Serve this dish with roasted vegetables like Roasted Heirloom Carrots, or simple salads like Roasted Cauliflower Salad, Arugula And Beet Salad With Goat Cheese or Nectarine Salad. This is a simple way to serve seafood with a fresh, bold flavor!
Ingredients
You will need the following ingredients to make this roasted halibut:
Ingredient Notes
- Artichoke Hearts - Artichoke hearts are the tender, edible centers of the globe artichoke. I recommend using canned artichokes that are in water. If you cannot find them already quarted you can buy whole hearts and slice them.

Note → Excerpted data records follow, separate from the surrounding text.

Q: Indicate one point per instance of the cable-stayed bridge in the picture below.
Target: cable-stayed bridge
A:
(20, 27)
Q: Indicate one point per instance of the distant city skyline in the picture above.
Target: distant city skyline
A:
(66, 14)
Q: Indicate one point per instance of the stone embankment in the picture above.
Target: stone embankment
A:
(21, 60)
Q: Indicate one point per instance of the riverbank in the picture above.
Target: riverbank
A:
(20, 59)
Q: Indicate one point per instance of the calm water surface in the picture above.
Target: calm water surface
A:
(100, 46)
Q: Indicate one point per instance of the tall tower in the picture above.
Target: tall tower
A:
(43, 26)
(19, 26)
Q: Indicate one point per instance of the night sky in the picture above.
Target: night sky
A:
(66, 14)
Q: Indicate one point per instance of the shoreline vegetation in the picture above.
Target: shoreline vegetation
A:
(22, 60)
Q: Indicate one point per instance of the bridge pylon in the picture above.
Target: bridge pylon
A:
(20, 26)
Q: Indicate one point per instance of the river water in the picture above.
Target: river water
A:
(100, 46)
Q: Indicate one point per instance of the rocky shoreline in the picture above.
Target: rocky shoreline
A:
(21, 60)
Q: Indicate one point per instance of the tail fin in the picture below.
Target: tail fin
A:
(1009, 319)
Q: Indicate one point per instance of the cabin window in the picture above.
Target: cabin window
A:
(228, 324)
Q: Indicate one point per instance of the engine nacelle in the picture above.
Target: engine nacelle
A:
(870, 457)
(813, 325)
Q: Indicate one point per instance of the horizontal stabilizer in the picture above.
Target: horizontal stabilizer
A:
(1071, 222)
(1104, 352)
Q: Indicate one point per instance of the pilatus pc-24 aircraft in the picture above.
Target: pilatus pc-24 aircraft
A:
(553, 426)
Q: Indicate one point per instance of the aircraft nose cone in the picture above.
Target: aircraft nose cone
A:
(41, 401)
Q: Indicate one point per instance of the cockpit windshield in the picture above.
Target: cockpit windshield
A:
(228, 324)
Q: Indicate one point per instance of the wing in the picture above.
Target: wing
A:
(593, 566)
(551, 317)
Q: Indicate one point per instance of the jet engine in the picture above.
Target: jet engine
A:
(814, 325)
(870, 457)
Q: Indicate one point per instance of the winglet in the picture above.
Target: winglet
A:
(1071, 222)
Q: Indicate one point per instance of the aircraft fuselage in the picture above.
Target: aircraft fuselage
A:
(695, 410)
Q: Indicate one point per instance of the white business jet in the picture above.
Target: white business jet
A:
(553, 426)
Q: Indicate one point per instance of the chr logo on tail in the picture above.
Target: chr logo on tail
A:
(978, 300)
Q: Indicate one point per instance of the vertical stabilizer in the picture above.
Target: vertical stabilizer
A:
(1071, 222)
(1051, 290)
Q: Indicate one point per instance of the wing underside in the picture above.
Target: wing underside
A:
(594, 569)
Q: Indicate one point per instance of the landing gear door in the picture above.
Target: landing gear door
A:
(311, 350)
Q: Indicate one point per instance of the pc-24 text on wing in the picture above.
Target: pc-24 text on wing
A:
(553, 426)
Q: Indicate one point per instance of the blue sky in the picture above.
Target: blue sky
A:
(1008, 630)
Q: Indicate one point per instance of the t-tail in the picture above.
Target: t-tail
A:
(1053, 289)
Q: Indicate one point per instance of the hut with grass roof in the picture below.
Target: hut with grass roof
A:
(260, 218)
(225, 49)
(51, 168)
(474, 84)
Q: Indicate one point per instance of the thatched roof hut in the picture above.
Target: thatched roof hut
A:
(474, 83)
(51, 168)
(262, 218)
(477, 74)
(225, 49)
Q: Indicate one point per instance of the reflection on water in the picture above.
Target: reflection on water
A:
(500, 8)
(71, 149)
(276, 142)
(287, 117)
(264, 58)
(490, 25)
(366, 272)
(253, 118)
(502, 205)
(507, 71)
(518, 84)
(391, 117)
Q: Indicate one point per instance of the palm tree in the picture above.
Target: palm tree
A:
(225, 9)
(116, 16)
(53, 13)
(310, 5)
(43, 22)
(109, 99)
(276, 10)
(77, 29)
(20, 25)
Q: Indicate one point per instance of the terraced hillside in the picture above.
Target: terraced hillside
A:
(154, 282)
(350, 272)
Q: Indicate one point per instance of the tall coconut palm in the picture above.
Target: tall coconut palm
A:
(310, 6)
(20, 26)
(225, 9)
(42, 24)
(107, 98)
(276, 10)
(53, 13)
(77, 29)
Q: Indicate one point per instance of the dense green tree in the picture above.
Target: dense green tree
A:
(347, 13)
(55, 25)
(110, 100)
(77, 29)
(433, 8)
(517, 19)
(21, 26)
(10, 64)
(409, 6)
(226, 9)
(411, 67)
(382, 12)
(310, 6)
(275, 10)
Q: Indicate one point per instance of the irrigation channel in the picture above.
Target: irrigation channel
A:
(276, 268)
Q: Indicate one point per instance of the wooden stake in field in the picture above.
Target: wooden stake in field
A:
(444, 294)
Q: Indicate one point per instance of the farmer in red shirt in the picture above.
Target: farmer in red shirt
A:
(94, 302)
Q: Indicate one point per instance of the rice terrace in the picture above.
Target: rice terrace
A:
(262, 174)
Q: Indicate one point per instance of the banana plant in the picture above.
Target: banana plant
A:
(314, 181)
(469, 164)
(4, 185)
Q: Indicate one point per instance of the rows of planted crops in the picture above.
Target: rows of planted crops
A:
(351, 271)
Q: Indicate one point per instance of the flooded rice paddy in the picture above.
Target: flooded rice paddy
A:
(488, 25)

- Capers - Capers are the small, pickled flower buds of the caper bush, a plant native to the Mediterranean region. They are harvested before they bloom, then dried and preserved in brine, vinegar, or salt. In this recipe capers add salt and tang to the dish. I have tested leaving them out of the recipe but I found that capers lend to the citrus note and the halibut needs more salt that capers provide.
See the recipe card for quantities.
Variations:
- Fish - If you cannot find halibut, consider substituting any firm white fish like cod, sea bass, or mahi-mahi.
- Herbs - This recipe calls for fresh oregano which can be difficult to find. In the recipe notes I tell you how to swap for dried oregano. You can use thyme, basil, or parsley as well.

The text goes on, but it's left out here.